Investing can seem intimidating when you see experts advising workers to put away $100,000 by 35 or aim for over $1 million by retirement. But you don't need a ton of money to buy into the stock market. In some cases, you can get started with as little as $1.

Stocks and exchange-traded funds can only be bought in whole units at many brokers. Depending on the company or fund, that could mean thousands of dollars for a single share. But some financial companies are changing those requirements. Now, firms including Charles Schwab, Robinhood, Square, SoFi and Stash all allow investors to buy fractional shares of individual stocks and, in some cases, ETFs, for $1 or more.

"This is a start in the right direction," Ryan J. Marshall, a New Jersey-based certified financial planner, tells CNBC Make It. "Allowing for fractional shares of ETFs will open up the market for more investors."

If that sounds enticing, here's what to keep in mind.

Invest in mutual funds first

It's certainly positive that investing is getting cheaper on the whole for the average investor. But if you're a novice, you're going to want to stick to buying low-cost funds that track an index like the S&P 500, rather than picking and choosing individual companies to invest in.

"If you can only afford fractional shares of a stock, then you probably shouldn't purchase the stock in the first place," says Marshall.

These funds have relatively cheap fees and give you exposure to broad swaths of the stock market, which are key factors in building wealth.
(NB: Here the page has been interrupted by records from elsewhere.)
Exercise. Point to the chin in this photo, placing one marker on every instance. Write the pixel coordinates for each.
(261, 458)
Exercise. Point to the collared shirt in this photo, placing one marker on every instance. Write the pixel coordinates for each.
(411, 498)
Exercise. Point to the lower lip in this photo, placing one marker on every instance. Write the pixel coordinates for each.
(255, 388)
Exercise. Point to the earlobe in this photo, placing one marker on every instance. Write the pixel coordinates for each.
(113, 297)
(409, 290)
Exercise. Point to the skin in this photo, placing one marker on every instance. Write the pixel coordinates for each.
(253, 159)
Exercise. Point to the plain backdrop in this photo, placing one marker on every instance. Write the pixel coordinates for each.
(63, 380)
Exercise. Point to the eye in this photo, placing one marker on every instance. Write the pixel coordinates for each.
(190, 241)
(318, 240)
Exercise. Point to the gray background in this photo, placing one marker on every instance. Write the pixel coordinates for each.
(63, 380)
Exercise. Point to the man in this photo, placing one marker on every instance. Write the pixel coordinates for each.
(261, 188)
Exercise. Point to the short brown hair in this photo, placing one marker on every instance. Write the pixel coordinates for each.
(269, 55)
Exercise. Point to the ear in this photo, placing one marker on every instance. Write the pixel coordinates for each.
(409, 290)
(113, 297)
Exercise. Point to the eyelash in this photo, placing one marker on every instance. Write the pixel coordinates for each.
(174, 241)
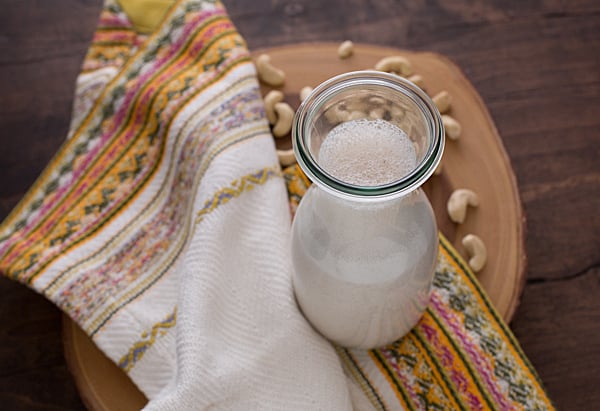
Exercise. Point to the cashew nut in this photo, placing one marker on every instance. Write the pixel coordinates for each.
(395, 64)
(267, 72)
(476, 251)
(442, 101)
(286, 157)
(273, 97)
(452, 127)
(285, 116)
(346, 49)
(458, 202)
(417, 80)
(304, 92)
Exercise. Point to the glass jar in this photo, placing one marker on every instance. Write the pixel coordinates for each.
(364, 250)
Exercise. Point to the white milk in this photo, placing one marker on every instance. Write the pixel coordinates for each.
(363, 270)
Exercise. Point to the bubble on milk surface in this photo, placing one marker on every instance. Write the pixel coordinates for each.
(367, 153)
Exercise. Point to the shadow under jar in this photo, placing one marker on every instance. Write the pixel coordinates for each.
(364, 238)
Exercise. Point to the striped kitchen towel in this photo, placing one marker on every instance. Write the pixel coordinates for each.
(162, 228)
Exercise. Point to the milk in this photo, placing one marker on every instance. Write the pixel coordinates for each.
(363, 270)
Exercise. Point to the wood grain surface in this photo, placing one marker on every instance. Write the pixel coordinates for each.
(536, 66)
(477, 161)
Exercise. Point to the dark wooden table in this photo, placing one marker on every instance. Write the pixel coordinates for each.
(536, 66)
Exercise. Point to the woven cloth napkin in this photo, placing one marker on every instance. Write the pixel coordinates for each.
(162, 228)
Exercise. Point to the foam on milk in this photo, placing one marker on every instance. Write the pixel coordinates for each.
(367, 153)
(363, 270)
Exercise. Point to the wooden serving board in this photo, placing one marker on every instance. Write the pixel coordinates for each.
(476, 161)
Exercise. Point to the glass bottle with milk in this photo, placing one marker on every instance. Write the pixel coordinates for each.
(364, 238)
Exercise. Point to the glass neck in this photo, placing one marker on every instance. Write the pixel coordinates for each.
(407, 106)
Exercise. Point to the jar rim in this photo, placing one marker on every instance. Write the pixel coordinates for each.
(397, 188)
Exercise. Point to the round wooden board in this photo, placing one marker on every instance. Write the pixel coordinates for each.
(476, 161)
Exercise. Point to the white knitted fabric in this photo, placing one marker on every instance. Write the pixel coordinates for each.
(242, 344)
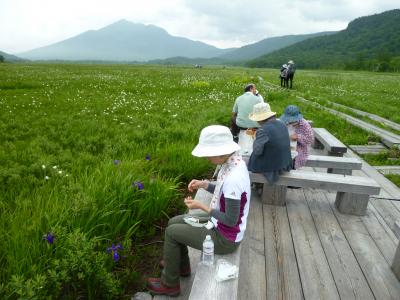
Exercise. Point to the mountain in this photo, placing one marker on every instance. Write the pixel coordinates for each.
(268, 45)
(365, 40)
(9, 57)
(124, 41)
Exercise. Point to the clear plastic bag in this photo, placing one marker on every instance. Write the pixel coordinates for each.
(225, 270)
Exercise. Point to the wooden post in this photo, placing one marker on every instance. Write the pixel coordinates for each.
(396, 259)
(274, 194)
(396, 262)
(353, 204)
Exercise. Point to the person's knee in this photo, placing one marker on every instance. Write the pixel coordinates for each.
(176, 220)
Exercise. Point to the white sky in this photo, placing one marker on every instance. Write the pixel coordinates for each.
(28, 24)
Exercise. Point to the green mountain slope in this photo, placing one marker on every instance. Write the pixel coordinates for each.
(124, 41)
(366, 39)
(269, 45)
(10, 57)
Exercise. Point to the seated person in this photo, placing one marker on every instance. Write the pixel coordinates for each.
(240, 118)
(300, 132)
(228, 211)
(271, 149)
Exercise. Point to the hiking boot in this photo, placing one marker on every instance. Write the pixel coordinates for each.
(185, 272)
(156, 287)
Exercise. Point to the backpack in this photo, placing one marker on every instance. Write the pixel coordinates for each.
(291, 69)
(284, 72)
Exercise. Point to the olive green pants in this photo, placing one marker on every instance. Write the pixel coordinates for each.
(179, 235)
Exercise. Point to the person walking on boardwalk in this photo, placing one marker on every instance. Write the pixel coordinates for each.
(271, 150)
(291, 69)
(227, 212)
(283, 75)
(300, 132)
(240, 117)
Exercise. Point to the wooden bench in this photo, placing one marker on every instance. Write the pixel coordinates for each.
(336, 165)
(204, 284)
(323, 139)
(352, 191)
(396, 259)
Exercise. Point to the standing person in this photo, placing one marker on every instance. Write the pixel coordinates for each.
(240, 117)
(228, 210)
(302, 134)
(291, 69)
(271, 150)
(283, 75)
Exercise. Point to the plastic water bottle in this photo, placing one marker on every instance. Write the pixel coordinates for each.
(208, 251)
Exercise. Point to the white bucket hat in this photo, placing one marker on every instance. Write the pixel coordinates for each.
(261, 111)
(215, 140)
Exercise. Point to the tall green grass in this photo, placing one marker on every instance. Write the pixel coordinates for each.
(74, 142)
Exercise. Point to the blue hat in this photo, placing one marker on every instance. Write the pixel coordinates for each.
(291, 114)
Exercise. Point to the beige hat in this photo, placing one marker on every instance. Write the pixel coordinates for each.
(261, 111)
(215, 140)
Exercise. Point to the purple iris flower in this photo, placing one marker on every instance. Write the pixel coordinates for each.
(138, 184)
(49, 237)
(114, 251)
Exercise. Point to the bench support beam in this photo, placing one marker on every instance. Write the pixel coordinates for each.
(274, 194)
(353, 204)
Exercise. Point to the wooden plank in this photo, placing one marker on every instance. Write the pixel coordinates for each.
(330, 142)
(368, 149)
(377, 271)
(342, 183)
(315, 274)
(388, 169)
(206, 287)
(349, 279)
(324, 161)
(348, 203)
(381, 234)
(282, 275)
(252, 282)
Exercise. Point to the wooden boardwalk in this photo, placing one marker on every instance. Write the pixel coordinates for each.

Stock picking by itself is a losing game — no matter how much research you put in, you're probably not going to beat the market, and studies indicates time and again that passively managed funds perform better than actively managed funds.

"In today's environment, most people are running around worried about their careers, their family, what time soccer practice is on Tuesday and simply don't have the time to monitor and research individual stocks," says Marshall. "Either leave it up to mutual funds managers to make those calls or own the market in an index fund. Both provide great diversification and lower entries costs."

Buying fractional shares has always been possible when buying mutual funds, according to a spokesperson from Fidelity; it's essentially what investors do when buying into funds through a 401(k). Now, the ability to buy fractional shares is expanding to ETFs and stocks too, which you'd typically buy through a taxable brokerage account.

"The individual investor is better suited by investing in mutual funds and exchange-traded funds," Greg McBride, chief financial analyst at Bankrate, told CNBC Make It. "But the lure of individual stocks is always there. On some level, so is the belief that doing so enables the investor to beat the market, which has proven not to be true."

Then buy individual stocks

That said, if you're already contributing a healthy amount to a retirement investment account like a 401(k) or IRA but want to dip your toe into individual stock trading, buying fractional shares can be a good starting point.

This way, you can invest in expensive companies like Amazon or Alphabet without the near-$2,000 necessary to buy a single share (Amazon was trading for close to $1,900 on Friday; Alphabet was at just over $1,400). It's also an effective way for to test out a company before committing a large amount of money.

Again, it shouldn't be your sole investing strategy, but if you want to build on your retirement accounts, it's a good entry point. CNBC's Jim Cramer says the first $10,000 you invest should go to a low-cost index fund or exchange-traded fund that mirrors the S&P 500.

After that, you can start researching individual companies to invest in if that's part of your overall financial plan and you have the time and resources to do so.